Throughout his life, various painters painted his portraits, Titian being his painter par excellence
From his earliest years until before his death, Emperor Charles V was portrayed by some of the most famous painters of the day. In particular, one of them, Titian, who has already acquired the status of universal genius.
From his earliest years, Charles V, who was to become emperor, understood that he would be the subject of interest to various painters. The portrait that hangs on the walls of Schloss Ambrass Innsbruck, whose authorship remains anonymous, dates from this period of his childhood.

Shortly afterwards he also posed for Bernhard Striegel, the court portraitist of Maximilian I. In 1515, in particular, he painted a portrait in which he presented the imperial family as members of the family of Christ.

Later, in 1530, it was Jan Vermeijen, the Bearded, who painted the portrait after his coronation as Holy Roman Emperor, in which the features that would become general features in later paintings can already be discerned.

During this period, the emperor’s most splendid period, it was Titian who immortalised the emperor in some of his most mythical moments. In 1532, Charles V posed for the first time before the brush of the great Italian painter, who presented him as a young man about to undertake a project as overwhelming as it was exhausting.
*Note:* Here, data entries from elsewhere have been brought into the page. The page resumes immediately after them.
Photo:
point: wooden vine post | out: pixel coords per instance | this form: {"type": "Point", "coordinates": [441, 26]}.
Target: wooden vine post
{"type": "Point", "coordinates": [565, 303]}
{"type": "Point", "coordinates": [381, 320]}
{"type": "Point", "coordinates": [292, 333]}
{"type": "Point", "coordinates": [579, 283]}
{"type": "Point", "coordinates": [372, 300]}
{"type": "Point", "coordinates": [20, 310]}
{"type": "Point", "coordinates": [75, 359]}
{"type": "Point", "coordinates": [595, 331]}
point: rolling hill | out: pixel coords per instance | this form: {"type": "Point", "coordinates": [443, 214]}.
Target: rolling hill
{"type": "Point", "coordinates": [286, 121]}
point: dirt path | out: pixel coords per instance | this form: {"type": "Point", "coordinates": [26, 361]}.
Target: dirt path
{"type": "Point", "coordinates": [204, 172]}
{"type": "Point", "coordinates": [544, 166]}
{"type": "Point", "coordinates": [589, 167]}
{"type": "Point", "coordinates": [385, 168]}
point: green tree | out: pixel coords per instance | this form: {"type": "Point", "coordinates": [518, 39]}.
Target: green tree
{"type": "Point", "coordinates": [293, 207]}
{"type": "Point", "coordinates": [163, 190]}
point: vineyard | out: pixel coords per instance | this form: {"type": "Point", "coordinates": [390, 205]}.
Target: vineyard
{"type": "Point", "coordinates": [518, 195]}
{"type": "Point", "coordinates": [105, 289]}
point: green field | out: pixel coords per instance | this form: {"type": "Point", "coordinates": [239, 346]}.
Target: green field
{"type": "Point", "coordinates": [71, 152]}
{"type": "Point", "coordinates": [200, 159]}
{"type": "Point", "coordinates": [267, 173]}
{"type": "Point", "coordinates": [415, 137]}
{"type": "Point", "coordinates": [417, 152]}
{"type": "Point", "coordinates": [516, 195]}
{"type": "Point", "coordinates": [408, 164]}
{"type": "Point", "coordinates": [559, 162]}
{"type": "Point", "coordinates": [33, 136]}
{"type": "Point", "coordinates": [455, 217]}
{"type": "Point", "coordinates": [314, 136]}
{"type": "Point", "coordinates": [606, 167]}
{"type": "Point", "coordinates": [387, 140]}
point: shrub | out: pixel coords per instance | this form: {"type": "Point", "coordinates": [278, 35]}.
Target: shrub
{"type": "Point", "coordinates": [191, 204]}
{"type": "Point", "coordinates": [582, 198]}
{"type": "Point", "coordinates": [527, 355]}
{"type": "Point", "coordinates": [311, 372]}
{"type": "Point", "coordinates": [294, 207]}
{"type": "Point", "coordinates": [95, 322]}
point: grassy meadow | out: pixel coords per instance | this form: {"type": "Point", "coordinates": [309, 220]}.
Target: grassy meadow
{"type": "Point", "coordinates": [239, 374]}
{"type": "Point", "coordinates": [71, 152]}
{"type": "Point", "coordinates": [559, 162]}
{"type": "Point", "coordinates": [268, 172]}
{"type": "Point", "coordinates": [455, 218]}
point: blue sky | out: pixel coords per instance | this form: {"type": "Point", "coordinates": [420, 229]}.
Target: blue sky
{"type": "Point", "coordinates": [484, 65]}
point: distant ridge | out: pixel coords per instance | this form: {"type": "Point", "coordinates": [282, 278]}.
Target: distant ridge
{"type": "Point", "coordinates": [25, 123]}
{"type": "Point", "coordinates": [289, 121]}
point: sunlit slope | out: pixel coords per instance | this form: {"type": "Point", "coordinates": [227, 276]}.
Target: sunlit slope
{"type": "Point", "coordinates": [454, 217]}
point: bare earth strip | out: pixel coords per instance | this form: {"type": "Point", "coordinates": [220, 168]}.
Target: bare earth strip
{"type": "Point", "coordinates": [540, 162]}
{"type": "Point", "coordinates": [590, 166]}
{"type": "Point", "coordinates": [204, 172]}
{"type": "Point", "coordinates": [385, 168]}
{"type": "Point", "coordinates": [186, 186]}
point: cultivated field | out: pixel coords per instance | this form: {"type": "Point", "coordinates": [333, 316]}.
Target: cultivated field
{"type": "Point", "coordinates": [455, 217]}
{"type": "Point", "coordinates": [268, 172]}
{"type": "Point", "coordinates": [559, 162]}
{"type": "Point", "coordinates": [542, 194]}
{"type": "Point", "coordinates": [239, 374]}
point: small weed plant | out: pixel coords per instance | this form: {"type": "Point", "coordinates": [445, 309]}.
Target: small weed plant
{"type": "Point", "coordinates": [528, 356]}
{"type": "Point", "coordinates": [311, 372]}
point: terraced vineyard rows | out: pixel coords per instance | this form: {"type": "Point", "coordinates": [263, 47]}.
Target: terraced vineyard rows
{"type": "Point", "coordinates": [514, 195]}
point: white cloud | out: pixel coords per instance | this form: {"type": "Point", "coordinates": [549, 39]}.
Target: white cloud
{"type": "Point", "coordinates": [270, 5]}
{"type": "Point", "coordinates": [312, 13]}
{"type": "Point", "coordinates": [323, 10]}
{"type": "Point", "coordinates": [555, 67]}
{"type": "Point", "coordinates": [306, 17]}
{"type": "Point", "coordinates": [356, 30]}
One of these mythical moments was the one painted by Titian in 1548 for Maria of Habsburg, the emperor’s sister: his victorious portrait after the battle of Mühlberg. That same year he also took the opportunity to portray him in a pose that foreshadowed what was to happen seven years later, namely his renunciation of the throne and his definitive retirement to the Monastery of Yuste.


Finally, we must not forget the portrait of the emperors, that is, Charles V and Elizabeth of Portugal, which Titian painted years after the latter’s death – and whom, it is believed, he never met – of which a version by Rubens has survived, as the original was lost in the fire at the Alcázar Palace in Madrid in 1734.